Judge Wilkins held that the SEC met its statutory obligations and otherwise did not act arbitrarily and capriciously in crafting the conflict minerals rule. Specifically, he held that the SEC appropriately considered the economic effects of the rule, but was not required to second-guess Congress’s finding that the conflict minerals reporting requirements furthered the humanitarian goals Congress identified in Dodd-Frank. The court distinguished this case from other recent cases in the D.C. Circuit striking down SEC rules. In those cases, the SEC took it upon itself to undertake the rulemakings; here, the SEC acted under a mandate from Congress.
Further, the Court found the SEC’s determination that a de minimis exception to the rule’s requirements is inappropriate stems from a reasonable interpretation of the statute, as do the rule’s “reasonable country of origin inquiry” (RCOI) and “contract to manufacture” provisions, and the two- and four-year phase-in periods for companies of different sizes. Neither the lack of a de minimisexception, the RCOI, the “contract to manufacture,” nor the phase-in provisions represent an arbitrary or capricious exercise of discretion, given the SEC’s explanation of its consideration of various comments and alternatives in the adopting release for the final rule.

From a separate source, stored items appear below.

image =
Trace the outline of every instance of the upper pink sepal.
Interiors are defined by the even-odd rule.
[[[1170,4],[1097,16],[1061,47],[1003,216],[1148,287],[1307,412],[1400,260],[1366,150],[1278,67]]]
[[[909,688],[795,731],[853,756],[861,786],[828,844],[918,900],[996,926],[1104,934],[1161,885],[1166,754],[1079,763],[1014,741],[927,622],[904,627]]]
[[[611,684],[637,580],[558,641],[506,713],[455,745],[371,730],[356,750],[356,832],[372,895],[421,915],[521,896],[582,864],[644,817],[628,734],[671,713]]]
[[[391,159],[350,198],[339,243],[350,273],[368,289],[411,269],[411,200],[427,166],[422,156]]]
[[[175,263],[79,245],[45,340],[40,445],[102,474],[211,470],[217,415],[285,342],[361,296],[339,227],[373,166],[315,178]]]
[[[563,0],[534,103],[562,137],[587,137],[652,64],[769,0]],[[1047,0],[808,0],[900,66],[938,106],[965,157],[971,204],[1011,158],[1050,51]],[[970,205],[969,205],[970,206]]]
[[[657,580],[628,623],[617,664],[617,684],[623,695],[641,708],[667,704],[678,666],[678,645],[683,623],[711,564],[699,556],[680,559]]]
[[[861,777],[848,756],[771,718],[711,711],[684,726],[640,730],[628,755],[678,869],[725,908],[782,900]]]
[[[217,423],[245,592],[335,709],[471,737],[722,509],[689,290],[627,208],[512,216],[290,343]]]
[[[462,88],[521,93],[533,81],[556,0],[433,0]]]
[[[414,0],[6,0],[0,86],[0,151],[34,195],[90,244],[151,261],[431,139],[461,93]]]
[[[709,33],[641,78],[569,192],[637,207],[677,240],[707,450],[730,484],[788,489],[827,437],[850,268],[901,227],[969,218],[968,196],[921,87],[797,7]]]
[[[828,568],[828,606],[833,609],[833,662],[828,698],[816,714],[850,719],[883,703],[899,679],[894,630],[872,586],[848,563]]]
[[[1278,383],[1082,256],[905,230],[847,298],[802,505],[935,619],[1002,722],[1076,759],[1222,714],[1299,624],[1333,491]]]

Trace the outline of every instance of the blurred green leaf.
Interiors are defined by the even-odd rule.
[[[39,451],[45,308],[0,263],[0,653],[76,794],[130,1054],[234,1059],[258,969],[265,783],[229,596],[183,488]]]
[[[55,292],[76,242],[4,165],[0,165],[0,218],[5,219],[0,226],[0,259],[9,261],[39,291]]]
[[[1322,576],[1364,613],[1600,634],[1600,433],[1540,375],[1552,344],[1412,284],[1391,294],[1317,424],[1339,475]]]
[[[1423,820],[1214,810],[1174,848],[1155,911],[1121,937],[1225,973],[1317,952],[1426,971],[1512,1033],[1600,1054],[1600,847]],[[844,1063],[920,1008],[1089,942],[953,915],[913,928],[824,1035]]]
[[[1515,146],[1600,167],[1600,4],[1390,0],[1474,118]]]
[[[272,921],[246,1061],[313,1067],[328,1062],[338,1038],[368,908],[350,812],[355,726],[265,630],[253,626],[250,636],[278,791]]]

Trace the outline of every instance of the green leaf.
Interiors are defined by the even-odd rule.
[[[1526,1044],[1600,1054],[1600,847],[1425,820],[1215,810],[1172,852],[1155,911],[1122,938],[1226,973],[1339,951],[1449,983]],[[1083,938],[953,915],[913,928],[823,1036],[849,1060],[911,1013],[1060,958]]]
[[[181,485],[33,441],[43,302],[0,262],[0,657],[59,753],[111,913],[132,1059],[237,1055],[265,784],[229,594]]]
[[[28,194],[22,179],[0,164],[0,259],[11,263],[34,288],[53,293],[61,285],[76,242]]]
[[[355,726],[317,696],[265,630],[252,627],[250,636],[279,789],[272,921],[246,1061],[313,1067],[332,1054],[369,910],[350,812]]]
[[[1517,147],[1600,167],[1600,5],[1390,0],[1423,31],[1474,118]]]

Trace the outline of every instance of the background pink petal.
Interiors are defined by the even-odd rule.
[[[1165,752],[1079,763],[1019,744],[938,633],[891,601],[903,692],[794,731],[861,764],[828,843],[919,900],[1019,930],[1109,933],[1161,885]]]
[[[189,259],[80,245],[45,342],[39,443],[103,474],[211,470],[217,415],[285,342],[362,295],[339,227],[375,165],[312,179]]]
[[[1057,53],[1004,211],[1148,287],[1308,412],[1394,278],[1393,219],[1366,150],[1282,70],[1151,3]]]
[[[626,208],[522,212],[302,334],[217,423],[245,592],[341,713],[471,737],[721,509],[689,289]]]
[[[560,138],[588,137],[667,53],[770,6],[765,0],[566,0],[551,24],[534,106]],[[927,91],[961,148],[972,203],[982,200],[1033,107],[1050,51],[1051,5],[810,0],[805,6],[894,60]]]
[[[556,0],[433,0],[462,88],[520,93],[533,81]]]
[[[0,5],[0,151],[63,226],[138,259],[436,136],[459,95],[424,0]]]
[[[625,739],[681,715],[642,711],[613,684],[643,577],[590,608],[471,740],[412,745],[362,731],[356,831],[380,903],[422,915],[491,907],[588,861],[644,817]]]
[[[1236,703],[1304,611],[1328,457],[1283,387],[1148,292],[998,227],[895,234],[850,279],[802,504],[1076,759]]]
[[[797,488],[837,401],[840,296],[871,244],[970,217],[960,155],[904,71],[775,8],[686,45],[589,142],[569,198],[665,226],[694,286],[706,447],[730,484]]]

Finally, the Court rejected the plaintiffs’ First Amendment challenges to the statute and the rule. Plaintiffs argued the requirement that companies post their conflict minerals disclosures on their own websites violated the First Amendment’s freedom of expression. The Court agreed that the rule compels speech, but that the requirement passes constitutional muster because it is reasonably designed to directly and materially advance Congress’s legitimate goal of reducing violence in and around the Democratic Republic of Congo.
An appeal of the decision to the D.C. Circuit can be anticipated, although the challengers have made no formal announcement of their intention to do so.